One thing worth knowing about the implementation
The --gui flag doesn’t launch a separate Aider process. It adds a web server to the existing process. This means:
- The session state is shared — what you type in the terminal affects the web view and vice versa
- Closing the browser tab doesn’t end the session
- The terminal remains the authoritative input; the web UI is a rendering layer on top of it
If Aider crashes — out-of-context error, network issue with the model API, rate limit — both the terminal and the browser tab reflect it simultaneously. Debugging always happens in the terminal, even when --gui is running. The web UI doesn’t give you a second way in; it gives you a second view of the same thing.
This shared-process architecture also means the web UI carries no independent state. Close the terminal, and the browser history is gone. The conversation only exists as long as the process that served it is alive. For actual archiving, pipe terminal output to a log file:
aider --gui 2>&1 | tee session-$(date +%Y%m%d).log
A dated log on disk is more durable than browser history.
This architecture keeps the feature footprint small. The web UI doesn’t add new capabilities; it adds a new window into existing ones. That’s the right call — Aider’s value is in the editing loop, not the interface chrome around it. A richer web UI with its own execution engine would be a different product. What ships today is deliberately thin: start the session in the terminal, optionally open a browser view, let both coexist.
For most engineers, the web UI will stay dormant.
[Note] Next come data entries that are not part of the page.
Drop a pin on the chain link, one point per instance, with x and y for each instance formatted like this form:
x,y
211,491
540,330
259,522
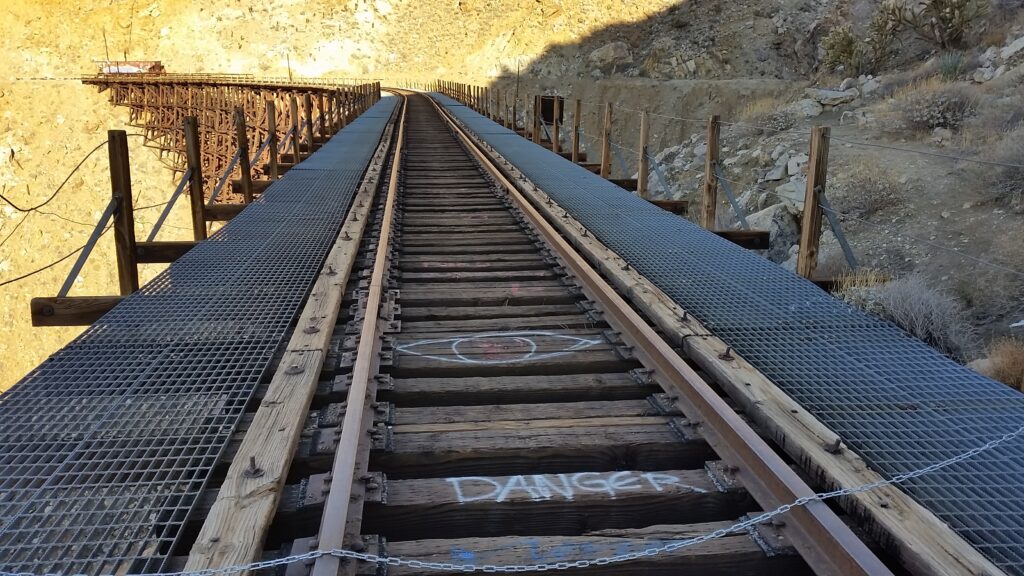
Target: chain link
x,y
602,561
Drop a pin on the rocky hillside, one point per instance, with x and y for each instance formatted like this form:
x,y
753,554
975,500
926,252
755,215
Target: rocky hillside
x,y
750,60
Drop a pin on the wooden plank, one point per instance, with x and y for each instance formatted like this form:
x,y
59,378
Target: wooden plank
x,y
510,295
680,207
162,251
550,504
579,362
467,264
729,556
750,239
923,542
235,530
554,410
605,169
643,166
509,276
481,313
506,322
223,212
810,223
436,393
625,183
544,447
709,206
71,311
195,163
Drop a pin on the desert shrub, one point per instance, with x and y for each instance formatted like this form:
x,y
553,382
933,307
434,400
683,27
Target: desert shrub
x,y
922,311
861,55
844,48
865,191
1006,182
945,107
950,65
1007,358
946,24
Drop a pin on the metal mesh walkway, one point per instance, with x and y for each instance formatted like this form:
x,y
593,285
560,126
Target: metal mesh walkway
x,y
899,404
107,445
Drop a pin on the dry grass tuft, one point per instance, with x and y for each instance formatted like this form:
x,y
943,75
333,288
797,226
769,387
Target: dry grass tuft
x,y
1007,358
935,105
863,278
863,190
922,311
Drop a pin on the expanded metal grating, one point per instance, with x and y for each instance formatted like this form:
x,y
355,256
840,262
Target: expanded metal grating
x,y
107,445
899,404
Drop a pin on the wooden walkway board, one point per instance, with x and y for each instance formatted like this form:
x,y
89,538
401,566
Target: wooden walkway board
x,y
731,556
567,503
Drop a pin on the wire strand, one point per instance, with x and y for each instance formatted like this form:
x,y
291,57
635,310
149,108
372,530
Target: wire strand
x,y
59,188
983,261
49,265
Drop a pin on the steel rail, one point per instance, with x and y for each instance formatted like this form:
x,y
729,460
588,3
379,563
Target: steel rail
x,y
827,544
332,532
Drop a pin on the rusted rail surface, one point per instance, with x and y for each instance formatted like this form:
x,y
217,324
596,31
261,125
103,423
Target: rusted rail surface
x,y
487,400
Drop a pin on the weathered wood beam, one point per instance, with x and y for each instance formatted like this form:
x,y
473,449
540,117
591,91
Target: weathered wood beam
x,y
71,311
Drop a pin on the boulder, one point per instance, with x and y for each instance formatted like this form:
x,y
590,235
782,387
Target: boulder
x,y
613,53
869,87
792,194
807,108
1013,48
783,230
832,97
778,172
795,164
983,75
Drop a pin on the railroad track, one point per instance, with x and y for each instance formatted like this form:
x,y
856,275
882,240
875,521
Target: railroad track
x,y
486,401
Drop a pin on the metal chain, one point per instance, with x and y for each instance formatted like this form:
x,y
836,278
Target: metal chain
x,y
602,561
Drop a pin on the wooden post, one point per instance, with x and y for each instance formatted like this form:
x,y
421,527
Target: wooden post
x,y
537,119
295,129
271,128
606,142
323,116
193,159
643,164
708,213
556,145
577,111
244,164
124,217
810,227
307,105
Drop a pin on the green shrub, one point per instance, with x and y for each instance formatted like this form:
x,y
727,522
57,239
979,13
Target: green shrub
x,y
942,108
950,65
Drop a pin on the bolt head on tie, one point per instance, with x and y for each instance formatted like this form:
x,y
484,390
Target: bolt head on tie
x,y
253,470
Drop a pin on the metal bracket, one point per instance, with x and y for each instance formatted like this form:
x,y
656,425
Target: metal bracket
x,y
664,405
382,438
684,429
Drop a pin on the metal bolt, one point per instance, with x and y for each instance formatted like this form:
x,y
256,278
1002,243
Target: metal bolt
x,y
253,470
835,447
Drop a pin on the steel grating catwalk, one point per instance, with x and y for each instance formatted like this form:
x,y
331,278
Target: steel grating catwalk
x,y
107,445
894,400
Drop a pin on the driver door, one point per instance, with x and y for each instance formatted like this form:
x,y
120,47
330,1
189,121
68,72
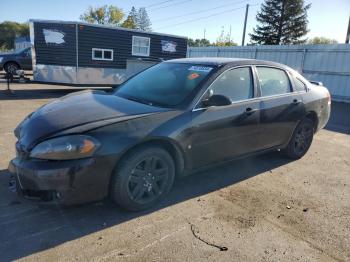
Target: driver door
x,y
224,132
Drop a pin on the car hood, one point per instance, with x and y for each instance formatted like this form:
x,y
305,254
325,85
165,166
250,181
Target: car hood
x,y
79,109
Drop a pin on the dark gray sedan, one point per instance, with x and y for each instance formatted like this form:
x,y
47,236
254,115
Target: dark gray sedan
x,y
169,120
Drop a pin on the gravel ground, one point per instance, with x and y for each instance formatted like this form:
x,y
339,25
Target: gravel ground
x,y
263,208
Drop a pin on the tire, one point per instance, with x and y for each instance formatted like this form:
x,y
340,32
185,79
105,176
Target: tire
x,y
142,178
11,67
301,139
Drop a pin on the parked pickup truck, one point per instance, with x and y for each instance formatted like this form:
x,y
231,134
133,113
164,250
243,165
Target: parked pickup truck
x,y
13,61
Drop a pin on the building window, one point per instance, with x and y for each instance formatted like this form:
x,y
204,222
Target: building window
x,y
102,54
140,46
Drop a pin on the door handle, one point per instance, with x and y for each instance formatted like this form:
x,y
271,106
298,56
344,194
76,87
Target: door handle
x,y
250,110
296,101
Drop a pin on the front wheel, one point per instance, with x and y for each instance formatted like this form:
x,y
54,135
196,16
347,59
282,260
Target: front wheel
x,y
142,178
301,139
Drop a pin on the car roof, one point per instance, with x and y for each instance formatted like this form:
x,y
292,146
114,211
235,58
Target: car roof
x,y
219,61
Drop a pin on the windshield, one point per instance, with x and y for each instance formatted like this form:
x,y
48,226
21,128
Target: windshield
x,y
165,84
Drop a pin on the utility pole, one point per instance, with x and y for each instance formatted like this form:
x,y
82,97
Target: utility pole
x,y
245,23
348,33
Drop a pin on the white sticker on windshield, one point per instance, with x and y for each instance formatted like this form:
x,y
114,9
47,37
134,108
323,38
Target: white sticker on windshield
x,y
200,68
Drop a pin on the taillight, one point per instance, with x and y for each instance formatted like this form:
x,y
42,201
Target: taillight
x,y
329,98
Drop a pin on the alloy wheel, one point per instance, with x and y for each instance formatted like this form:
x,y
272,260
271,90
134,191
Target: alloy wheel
x,y
148,180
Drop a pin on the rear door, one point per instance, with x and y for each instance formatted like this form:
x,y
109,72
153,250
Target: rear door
x,y
281,107
223,132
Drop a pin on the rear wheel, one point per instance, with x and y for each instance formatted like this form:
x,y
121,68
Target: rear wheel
x,y
11,67
143,178
301,139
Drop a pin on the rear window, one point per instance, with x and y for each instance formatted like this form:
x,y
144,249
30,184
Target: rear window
x,y
273,81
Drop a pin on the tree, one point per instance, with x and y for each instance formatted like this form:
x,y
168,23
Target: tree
x,y
132,19
143,21
320,40
281,22
9,31
111,15
198,42
224,40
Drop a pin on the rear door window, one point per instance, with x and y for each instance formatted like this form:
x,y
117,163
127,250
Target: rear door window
x,y
299,85
236,84
273,81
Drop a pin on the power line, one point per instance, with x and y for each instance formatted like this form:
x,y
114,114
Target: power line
x,y
201,18
177,3
200,11
159,3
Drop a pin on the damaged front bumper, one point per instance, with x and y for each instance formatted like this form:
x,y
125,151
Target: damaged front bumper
x,y
65,182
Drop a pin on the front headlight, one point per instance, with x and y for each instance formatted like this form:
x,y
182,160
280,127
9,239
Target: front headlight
x,y
66,147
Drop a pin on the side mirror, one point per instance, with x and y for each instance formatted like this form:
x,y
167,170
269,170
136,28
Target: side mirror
x,y
216,100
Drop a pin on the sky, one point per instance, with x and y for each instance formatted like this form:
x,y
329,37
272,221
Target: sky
x,y
191,18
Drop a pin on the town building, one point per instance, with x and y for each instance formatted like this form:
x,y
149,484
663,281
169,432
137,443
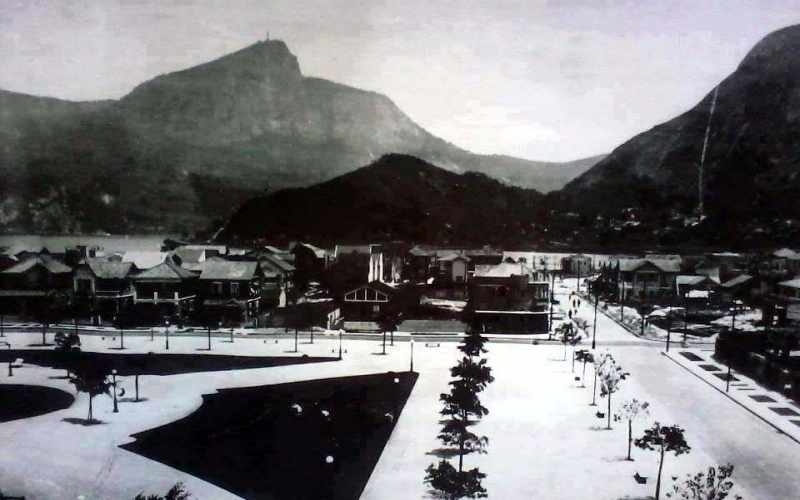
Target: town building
x,y
509,298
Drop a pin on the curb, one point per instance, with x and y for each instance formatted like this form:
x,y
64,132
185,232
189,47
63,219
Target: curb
x,y
760,417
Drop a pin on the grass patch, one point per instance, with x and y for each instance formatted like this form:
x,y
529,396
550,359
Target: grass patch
x,y
25,401
254,443
157,364
762,398
690,356
784,412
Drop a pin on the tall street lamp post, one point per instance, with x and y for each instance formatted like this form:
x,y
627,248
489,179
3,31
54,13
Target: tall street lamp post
x,y
114,384
411,368
10,363
594,327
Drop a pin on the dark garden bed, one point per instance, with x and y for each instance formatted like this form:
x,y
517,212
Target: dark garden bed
x,y
255,443
155,364
24,401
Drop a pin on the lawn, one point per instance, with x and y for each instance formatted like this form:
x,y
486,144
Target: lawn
x,y
158,364
24,401
272,442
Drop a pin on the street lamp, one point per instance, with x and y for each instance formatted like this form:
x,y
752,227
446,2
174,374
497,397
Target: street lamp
x,y
121,333
594,327
114,383
396,399
10,368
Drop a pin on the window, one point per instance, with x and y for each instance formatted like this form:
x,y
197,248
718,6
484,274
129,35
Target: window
x,y
84,285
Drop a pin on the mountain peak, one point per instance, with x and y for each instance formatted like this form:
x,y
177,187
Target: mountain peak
x,y
778,50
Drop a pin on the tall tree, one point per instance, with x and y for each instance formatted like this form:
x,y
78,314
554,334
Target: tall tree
x,y
454,484
91,379
610,375
630,411
663,439
716,484
388,323
177,492
568,335
473,343
598,361
475,374
463,407
584,356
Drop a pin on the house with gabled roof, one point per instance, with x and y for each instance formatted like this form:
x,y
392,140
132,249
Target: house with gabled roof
x,y
646,278
509,298
29,285
310,262
368,302
102,287
232,290
166,290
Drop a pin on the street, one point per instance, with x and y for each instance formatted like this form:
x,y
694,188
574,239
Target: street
x,y
767,462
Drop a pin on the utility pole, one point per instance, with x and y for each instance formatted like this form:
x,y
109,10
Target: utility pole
x,y
733,330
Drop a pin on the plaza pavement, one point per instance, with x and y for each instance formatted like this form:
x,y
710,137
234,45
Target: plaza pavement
x,y
545,441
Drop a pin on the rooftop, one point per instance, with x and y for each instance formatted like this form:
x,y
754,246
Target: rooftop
x,y
229,270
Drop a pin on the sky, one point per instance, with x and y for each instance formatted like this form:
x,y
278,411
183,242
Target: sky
x,y
543,80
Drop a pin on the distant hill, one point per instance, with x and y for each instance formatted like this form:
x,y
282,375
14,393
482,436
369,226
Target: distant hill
x,y
183,150
751,175
398,197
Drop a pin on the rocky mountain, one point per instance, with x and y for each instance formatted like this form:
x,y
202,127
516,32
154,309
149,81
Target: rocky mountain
x,y
182,150
398,197
751,165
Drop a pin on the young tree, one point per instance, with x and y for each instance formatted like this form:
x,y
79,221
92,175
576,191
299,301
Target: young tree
x,y
663,439
177,492
140,364
456,433
574,341
566,334
610,375
475,374
599,361
388,323
68,345
584,356
93,380
715,484
630,411
453,484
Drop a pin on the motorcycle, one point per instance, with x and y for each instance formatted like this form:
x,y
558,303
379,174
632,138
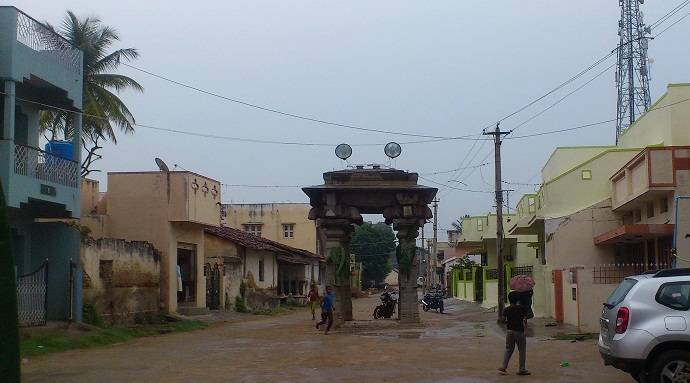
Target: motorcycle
x,y
433,300
387,307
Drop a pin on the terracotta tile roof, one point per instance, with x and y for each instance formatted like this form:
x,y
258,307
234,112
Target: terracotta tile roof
x,y
255,242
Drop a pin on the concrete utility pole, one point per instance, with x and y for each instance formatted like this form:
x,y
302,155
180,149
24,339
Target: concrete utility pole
x,y
499,218
434,272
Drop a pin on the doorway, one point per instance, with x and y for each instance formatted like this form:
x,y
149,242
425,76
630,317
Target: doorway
x,y
186,272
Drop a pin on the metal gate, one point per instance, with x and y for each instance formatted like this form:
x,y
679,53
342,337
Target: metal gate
x,y
31,297
212,286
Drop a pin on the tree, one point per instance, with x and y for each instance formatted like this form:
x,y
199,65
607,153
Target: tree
x,y
9,320
104,112
373,245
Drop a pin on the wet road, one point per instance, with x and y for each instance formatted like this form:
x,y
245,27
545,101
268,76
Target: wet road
x,y
462,345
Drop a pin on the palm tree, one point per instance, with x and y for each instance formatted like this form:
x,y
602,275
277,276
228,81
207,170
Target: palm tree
x,y
103,109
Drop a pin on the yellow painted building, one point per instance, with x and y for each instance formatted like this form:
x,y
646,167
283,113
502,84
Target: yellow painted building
x,y
167,209
606,212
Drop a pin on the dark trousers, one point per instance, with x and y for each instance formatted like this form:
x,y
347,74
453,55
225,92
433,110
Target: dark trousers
x,y
514,338
327,315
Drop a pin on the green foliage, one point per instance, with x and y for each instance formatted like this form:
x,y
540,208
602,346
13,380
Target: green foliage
x,y
90,316
372,245
51,342
104,111
9,319
465,263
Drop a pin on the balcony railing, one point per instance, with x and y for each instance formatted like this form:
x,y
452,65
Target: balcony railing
x,y
41,39
44,166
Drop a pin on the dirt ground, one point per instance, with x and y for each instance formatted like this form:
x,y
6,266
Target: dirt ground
x,y
462,345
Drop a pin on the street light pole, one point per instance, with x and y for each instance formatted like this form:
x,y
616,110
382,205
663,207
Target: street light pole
x,y
499,218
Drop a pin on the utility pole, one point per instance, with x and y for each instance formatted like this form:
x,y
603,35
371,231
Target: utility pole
x,y
499,218
632,70
434,272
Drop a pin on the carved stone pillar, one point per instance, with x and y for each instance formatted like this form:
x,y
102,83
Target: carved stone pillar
x,y
337,234
408,305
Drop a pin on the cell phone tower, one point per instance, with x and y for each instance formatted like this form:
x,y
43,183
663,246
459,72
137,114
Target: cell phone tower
x,y
632,72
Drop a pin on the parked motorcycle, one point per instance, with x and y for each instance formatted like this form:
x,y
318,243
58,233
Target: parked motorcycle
x,y
433,300
387,307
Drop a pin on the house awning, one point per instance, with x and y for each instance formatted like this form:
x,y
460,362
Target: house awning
x,y
634,234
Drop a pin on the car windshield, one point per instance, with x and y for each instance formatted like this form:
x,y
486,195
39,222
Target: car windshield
x,y
620,292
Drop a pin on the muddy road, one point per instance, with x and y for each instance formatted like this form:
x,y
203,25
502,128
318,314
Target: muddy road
x,y
462,345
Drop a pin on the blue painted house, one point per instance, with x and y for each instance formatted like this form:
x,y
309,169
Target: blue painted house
x,y
39,70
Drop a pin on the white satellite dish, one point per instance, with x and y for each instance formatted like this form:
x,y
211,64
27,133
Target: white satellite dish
x,y
161,165
392,149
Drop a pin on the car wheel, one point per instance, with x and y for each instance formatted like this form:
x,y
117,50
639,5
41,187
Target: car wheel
x,y
671,366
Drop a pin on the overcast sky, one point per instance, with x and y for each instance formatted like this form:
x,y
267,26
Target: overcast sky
x,y
443,69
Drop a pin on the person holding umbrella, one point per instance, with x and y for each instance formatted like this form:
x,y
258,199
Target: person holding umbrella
x,y
524,285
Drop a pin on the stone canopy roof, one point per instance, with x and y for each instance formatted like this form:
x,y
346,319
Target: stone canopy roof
x,y
255,242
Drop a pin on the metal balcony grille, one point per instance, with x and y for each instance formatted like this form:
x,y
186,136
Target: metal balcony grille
x,y
44,166
31,297
41,39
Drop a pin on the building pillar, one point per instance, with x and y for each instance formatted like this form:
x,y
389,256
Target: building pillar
x,y
337,233
408,305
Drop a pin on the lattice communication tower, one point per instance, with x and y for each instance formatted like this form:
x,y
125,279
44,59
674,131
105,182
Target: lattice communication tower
x,y
632,72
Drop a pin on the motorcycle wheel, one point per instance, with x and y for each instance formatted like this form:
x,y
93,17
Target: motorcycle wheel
x,y
377,313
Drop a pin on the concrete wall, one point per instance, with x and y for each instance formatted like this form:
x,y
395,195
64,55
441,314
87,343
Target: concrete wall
x,y
252,270
121,279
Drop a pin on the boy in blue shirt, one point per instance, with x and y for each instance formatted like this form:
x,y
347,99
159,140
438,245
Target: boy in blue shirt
x,y
327,309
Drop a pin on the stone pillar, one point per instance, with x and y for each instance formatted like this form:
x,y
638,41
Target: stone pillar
x,y
337,233
408,305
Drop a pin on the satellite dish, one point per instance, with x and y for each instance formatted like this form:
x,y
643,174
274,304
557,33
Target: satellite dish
x,y
161,165
343,151
392,149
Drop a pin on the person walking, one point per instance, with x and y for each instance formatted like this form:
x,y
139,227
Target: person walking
x,y
313,300
515,317
326,310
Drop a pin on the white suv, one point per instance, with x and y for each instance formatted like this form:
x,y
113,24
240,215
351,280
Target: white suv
x,y
644,326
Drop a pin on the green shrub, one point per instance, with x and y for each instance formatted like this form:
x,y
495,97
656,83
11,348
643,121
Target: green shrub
x,y
240,307
90,316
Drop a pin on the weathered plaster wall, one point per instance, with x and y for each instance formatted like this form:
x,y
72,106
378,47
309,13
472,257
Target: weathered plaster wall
x,y
120,278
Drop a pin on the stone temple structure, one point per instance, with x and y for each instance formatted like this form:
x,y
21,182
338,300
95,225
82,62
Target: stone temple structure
x,y
339,203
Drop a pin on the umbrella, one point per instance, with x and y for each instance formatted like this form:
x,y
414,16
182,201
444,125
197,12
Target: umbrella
x,y
521,283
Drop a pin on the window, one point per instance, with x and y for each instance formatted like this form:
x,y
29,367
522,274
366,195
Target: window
x,y
254,229
674,295
663,205
289,230
261,270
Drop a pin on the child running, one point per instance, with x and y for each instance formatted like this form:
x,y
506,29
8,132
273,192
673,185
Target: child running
x,y
514,316
313,300
326,310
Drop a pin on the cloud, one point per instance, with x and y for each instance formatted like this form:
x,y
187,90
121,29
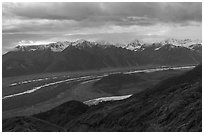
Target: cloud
x,y
99,20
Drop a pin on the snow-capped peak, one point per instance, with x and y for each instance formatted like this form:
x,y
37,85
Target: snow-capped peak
x,y
135,45
183,43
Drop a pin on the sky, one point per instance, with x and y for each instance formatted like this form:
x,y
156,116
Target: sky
x,y
42,23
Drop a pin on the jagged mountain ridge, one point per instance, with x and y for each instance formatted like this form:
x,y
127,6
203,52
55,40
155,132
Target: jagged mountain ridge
x,y
87,55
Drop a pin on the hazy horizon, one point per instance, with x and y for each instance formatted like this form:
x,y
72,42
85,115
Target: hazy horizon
x,y
36,23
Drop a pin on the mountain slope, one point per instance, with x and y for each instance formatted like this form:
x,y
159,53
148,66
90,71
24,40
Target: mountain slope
x,y
173,105
86,55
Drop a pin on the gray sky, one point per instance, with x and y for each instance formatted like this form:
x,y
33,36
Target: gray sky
x,y
36,23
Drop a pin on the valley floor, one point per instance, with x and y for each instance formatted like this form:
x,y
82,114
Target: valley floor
x,y
30,96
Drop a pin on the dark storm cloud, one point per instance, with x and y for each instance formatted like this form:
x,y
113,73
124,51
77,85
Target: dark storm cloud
x,y
104,21
112,12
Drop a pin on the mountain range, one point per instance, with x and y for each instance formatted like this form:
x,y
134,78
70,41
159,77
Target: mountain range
x,y
90,55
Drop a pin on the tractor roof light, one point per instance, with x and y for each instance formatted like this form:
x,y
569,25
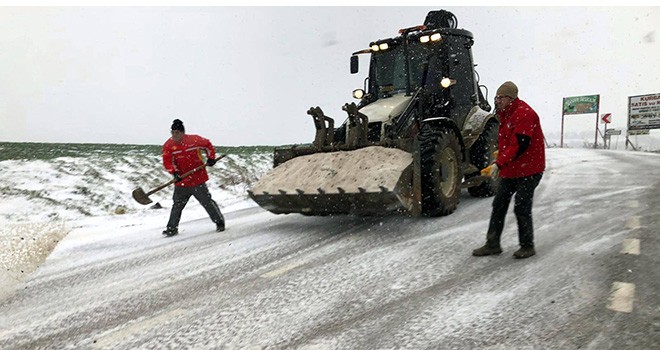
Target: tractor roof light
x,y
447,82
432,37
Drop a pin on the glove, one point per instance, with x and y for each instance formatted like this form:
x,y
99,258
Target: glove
x,y
492,170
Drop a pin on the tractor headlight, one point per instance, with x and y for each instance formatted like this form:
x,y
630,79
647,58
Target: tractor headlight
x,y
446,82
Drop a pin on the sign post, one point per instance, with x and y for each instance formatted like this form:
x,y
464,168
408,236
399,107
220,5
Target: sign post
x,y
643,114
580,105
606,118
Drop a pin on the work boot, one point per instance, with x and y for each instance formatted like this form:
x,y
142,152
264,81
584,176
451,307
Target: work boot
x,y
524,252
487,250
169,232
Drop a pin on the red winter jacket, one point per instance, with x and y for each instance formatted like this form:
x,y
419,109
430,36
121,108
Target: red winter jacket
x,y
519,118
186,155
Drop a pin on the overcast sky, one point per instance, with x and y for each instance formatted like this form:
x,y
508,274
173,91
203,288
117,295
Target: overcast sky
x,y
247,75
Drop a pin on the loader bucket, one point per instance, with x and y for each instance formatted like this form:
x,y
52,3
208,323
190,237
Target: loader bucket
x,y
368,181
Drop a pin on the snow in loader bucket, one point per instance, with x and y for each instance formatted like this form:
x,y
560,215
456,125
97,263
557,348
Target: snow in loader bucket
x,y
368,181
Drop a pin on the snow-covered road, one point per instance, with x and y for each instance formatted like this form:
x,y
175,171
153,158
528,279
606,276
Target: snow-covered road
x,y
377,283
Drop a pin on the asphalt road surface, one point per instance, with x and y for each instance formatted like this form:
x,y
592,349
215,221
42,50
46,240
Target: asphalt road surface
x,y
369,283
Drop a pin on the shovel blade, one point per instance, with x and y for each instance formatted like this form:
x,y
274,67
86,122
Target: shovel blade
x,y
140,196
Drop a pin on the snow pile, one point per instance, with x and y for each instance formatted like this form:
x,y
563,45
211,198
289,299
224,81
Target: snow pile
x,y
367,168
23,247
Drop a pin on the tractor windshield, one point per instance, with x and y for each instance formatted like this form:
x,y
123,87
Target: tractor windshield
x,y
389,72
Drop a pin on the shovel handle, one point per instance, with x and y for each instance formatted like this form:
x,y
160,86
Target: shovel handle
x,y
186,174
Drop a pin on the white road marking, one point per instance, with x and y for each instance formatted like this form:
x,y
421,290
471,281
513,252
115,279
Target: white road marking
x,y
630,246
114,337
632,222
282,270
621,297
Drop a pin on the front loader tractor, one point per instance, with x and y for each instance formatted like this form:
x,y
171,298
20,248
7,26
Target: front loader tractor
x,y
420,132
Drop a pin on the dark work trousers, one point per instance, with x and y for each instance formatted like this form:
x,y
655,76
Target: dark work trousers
x,y
203,196
524,188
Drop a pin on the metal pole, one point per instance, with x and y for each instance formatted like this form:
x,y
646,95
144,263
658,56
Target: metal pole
x,y
561,142
597,114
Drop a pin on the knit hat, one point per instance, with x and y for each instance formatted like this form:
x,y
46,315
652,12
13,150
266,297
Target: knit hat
x,y
178,125
508,89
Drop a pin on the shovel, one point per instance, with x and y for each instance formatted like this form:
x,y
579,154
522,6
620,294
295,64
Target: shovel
x,y
143,198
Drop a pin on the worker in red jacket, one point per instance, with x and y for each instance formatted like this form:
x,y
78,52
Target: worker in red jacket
x,y
519,166
183,153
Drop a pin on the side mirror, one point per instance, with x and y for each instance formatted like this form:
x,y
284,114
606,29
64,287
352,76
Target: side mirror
x,y
354,64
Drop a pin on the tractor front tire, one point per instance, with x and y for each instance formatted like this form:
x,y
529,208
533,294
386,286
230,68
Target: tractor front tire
x,y
441,171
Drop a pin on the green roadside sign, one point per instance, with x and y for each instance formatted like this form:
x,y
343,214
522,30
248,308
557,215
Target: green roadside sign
x,y
581,104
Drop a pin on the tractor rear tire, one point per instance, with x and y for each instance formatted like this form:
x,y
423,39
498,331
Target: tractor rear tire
x,y
481,156
441,171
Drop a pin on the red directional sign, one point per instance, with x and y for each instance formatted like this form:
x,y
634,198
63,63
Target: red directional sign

That’s not a failure of the feature — it’s the correct outcome when a feature is well-scoped to the cases that actually need it.
The lesson that generalizes: most AI coding tools reach for GUI-first design because it screenshots well. Aider went CLI-first and added the browser view as a deliberate secondary layer. The result is a tool that doesn’t ask engineers to change their workflow — just gives them a presentation layer when the audience calls for it. That ordering, terminal first and browser second, is why --gui feels like an addition rather than a compromise.